Ofcom sets the prices that Openreach, BT’s wholesale access division, can charge other communications providers to deliver services to consumers.

BT’s pension deficit contributions have increased in recent years and Ofcom has considered whether there are good reasons for changing the way that it currently treats BT’s pension costs. At present Ofcom allows for ongoing pension service costs, as reported in BT’s statutory accounts, but excludes payments made by BT in respect of any pension fund deficit.

After considering the evidence, including responses from stakeholders, Ofcom has decided to maintain its current approach.

The pension guidelines that Ofcom has published will also help ensure that the treatment of BT’s pension costs is consistent with setting regulated charges efficiently.

Ofcom has set out three decisions in relation to BT’s pension costs:

  • No allowance for deficit repair payments.

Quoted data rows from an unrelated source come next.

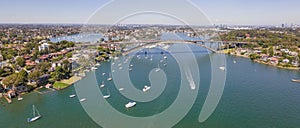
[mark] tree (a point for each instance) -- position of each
(23, 75)
(34, 76)
(12, 81)
(20, 61)
(58, 74)
(271, 51)
(253, 56)
(43, 67)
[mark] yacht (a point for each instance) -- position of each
(130, 104)
(165, 57)
(146, 88)
(158, 69)
(71, 96)
(83, 99)
(97, 64)
(109, 78)
(107, 96)
(294, 80)
(222, 68)
(94, 68)
(20, 98)
(35, 117)
(102, 85)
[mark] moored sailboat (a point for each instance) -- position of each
(35, 117)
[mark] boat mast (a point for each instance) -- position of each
(33, 110)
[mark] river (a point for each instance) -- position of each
(255, 95)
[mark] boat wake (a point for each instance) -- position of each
(190, 79)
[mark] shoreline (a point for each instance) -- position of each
(261, 62)
(69, 82)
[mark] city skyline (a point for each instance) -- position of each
(239, 12)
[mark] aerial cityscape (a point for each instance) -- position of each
(230, 69)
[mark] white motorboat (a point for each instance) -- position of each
(130, 104)
(157, 69)
(94, 68)
(165, 57)
(83, 99)
(20, 98)
(35, 117)
(72, 96)
(109, 78)
(97, 64)
(107, 96)
(102, 85)
(222, 68)
(146, 88)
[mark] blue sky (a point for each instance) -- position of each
(246, 12)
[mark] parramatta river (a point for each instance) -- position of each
(255, 95)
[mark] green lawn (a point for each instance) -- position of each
(60, 85)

These are cash amounts which BT pays at present to reduce the deficit in the company’s defined benefit (DB) pension fund. Neither deficit repair payments, nor pension “holidays” (periods where employers are able to reduce or suspend their contributions into pension schemes), are currently taken into account when Ofcom sets BT’s regulated charges. Ofcom has decided not to change this.
  • No change to ongoing service costs. These are the costs of pension benefits earned by employees for service in the current period. Ofcom currently includes reported service costs from BT’s statutory accounts in its regulated charges. Ofcom has decided to continue with the current approach as it provides the best estimate of these costs.
  • Treatment of the cost of capital remains unchanged. The cost of capital is an element of the return BT is allowed to make on its investments and assets as periodically determined by Ofcom in order to set charge controls. There is a potential connection between the existence of a DB pension scheme (such as that operated by BT) and the estimated cost of capital. However, Ofcom considers that there is insufficient justification and evidence to support the need to make an adjustment at this point.

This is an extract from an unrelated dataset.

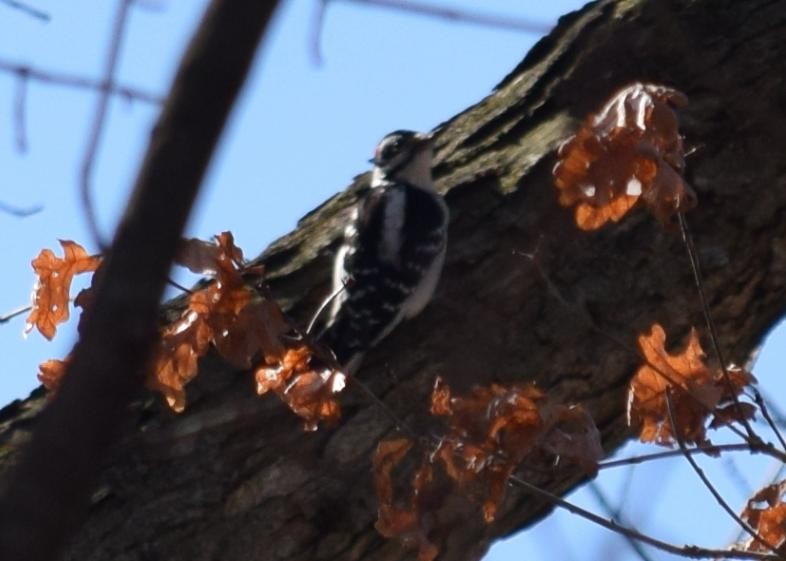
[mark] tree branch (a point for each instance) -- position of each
(44, 500)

In October 2010 the High Court rules the government will take responsibility for BT’s pension scheme in the event the telecommunications firm goes bust.

In November 2010, BT reduced its pension deficit by £2.9bn by applying the government’s decision that the consumer prices index (CPI) rather than retail prices index (RPI) will be used as the basis for determining the rate of inflation for the statutory revaluation and indexation of occupational pension rights.